Agile Operations: A Formula for Just-In-Time Provisioning
One of the ways in which traditional architectures and deployment models is actually superior (yes, I said superior) to cloud computing is in provisioning. Before you label me a cloud heretic, let me explain. In traditional deployment models capacity is generally allocated based on anticipated peaks in demand. Because the time to acquire, deploy, and integrate hardware into the network and application infrastructure this process is planned for and well-understood, and the resources required are in place before they are needed. In cloud computing, the benefit is that the time required to acquire those resources is contracted to virtually nothing, making capacity planning much more difficult. The goal is just-in-time provisioning – resources are not provisioned until you are sure you’re going to need them because part of the value proposition of cloud and highly virtualized infrastructure is that you don’t pay for resources until you need them. But it’s very hard to provision just-in-time and sometimes the result will end up being almost-but-not-quite-in-time. Here’s a cute [whale | squirrel | furry animal] to look at until service is restored.

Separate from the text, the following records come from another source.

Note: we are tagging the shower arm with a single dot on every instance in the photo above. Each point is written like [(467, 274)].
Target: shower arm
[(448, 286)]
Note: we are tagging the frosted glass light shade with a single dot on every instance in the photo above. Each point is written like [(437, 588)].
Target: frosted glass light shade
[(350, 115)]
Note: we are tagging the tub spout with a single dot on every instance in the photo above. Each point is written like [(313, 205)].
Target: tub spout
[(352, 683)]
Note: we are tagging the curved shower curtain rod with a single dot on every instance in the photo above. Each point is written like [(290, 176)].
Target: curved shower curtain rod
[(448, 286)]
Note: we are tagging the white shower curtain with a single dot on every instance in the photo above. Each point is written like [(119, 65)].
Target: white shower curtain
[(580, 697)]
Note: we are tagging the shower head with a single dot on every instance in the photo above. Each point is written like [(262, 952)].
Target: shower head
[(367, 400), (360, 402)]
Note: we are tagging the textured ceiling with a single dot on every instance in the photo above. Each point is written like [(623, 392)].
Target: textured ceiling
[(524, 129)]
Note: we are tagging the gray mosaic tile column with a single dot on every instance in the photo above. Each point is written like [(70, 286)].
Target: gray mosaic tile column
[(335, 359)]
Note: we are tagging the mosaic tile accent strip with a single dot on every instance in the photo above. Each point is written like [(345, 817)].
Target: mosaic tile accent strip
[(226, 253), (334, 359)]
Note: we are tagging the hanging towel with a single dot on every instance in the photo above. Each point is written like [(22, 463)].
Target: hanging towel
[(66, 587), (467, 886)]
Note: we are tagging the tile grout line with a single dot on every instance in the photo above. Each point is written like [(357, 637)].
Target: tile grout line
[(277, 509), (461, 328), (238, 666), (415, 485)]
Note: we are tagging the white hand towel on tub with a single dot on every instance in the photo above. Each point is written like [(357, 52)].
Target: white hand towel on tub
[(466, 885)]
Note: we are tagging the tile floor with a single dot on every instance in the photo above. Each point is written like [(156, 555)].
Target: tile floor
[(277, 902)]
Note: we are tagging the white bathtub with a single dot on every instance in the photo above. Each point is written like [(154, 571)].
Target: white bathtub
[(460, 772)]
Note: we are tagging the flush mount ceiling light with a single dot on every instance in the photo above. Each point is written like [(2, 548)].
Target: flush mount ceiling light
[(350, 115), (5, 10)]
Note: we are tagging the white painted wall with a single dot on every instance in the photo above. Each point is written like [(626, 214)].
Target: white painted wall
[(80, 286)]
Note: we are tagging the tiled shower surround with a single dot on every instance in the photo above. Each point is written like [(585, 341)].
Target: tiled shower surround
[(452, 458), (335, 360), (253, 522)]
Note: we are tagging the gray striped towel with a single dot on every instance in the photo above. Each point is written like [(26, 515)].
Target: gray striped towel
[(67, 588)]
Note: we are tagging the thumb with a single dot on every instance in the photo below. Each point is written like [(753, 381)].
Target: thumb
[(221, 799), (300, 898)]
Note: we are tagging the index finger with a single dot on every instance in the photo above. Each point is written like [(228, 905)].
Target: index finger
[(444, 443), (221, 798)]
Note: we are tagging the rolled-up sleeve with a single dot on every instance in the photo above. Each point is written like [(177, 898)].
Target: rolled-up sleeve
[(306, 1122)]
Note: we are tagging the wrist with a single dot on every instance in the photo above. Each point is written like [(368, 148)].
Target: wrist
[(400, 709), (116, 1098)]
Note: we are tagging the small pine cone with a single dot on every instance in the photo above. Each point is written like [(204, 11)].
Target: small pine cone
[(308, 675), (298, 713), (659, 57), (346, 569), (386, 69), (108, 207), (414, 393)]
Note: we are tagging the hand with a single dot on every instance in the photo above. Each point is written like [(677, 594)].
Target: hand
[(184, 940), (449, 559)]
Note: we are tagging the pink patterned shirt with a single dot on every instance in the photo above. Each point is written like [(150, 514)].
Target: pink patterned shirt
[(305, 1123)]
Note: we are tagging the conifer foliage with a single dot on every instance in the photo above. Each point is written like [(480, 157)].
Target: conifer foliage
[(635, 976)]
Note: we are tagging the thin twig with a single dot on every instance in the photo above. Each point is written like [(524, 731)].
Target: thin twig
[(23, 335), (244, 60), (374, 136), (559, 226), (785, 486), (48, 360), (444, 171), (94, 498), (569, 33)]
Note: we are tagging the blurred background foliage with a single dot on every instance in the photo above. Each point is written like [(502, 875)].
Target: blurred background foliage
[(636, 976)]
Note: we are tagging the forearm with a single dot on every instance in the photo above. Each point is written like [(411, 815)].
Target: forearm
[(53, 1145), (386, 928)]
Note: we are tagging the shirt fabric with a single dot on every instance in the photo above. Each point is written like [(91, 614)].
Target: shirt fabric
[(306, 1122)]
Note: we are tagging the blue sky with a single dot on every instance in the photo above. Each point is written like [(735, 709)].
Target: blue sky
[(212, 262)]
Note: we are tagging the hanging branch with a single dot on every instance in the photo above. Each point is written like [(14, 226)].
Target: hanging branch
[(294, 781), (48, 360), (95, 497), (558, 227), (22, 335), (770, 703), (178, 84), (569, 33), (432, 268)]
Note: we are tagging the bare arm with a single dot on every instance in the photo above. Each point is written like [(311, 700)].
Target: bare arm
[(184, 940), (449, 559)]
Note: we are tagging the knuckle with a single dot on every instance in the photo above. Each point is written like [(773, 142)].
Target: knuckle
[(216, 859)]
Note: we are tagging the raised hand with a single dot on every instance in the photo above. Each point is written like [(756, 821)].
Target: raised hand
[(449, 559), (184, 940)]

While fans of Twitter’s fail whale are loyal and everyone will likely agree its inception and subsequent use bought Twitter more than a bit of patience with its often times unreliable service, not everyone will be as lucky or have customers as understanding as Twitter. We’d all really rather prefer not to see the Fail Whale, regardless of how endearing he (she? it?) might be.
But we also don’t want to overprovision and potentially end up spending more money than we need to. So how can these two needs be balanced?